Oriental Pedagogy
The ideal of a leveling Oriental pedagogy
expressed through government schooling was promoted by Jacobin orators
of the French National Convention in the early 1790s, the commencement
years of our own republic. The notion of forced schooling was
irresistible to French radicals, an enthusiasm whose foundation had been
laid in preceding centuries by utopian writers like Harrington (Oceania), More (Utopia), Bacon (New Atlantis), Campanella (City of the Sun),
and in other speculative fantasy embracing the fate of children.
Cultivating a collective social organism was considered the ingredient
missing from feudal society, an ingredient which would allow the West
the harmony and stability of the East.
Utopian schooling is never about learning in
the traditional sense; it’s about the transformation of human nature.
The core of the difference between Occident and Orient lies in the power
relationship between privileged and ordinary, and in respective
outlooks on human nature. In the West, a metaphorical table is spread by
society; the student decides how much to eat; in the East, the teacher
makes that decision. The Chinese character for school shows a passive
child with adult hands pouring knowledge into his empty head.
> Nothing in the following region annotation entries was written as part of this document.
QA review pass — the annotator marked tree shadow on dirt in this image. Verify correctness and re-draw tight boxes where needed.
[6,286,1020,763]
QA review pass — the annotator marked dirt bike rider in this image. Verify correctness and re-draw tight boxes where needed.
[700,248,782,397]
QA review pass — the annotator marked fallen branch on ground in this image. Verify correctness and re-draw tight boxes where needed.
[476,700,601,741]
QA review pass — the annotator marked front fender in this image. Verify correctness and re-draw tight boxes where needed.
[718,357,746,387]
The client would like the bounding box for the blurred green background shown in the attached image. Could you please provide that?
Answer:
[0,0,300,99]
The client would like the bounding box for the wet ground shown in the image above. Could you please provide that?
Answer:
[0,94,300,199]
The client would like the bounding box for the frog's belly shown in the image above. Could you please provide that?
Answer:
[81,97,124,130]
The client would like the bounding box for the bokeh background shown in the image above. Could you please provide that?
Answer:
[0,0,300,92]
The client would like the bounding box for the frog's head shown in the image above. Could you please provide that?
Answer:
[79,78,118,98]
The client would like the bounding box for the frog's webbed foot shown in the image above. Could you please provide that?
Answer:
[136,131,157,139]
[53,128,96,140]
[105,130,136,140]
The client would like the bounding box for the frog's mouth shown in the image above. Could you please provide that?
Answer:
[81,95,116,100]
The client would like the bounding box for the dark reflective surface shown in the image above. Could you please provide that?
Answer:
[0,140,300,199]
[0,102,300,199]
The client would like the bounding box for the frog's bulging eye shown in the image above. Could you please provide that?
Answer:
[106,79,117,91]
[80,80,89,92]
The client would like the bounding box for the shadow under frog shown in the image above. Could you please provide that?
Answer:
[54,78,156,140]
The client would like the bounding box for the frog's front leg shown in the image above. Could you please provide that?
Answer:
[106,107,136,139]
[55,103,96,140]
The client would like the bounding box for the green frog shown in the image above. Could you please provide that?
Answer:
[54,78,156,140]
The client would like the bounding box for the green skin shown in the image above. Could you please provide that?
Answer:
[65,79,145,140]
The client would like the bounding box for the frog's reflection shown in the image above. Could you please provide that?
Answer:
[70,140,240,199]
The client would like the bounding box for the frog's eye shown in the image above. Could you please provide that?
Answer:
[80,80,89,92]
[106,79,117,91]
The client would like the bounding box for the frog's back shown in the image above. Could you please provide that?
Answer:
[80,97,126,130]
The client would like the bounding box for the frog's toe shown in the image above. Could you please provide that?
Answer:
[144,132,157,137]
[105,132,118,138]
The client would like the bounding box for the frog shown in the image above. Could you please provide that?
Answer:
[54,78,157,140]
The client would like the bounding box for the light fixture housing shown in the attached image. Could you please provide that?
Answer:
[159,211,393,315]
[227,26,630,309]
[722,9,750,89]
To mandate outcomes centrally would be a
major step in the destruction of Western identity. Management by
objectives, whatever those objectives might be, is a technique of
corporate subordination, not of education. Like Alfred’s, Charlemagne’s
awareness of Asia was sharpened in mortal combat. He was the first
secular Western potentate to beat the drum for secular schooling. It was
easy to ignore Plato’s gloomy forecast that however attractive utopia
appears in imagination, human nature will not live easily with the
degree of synthetic constraint it requires.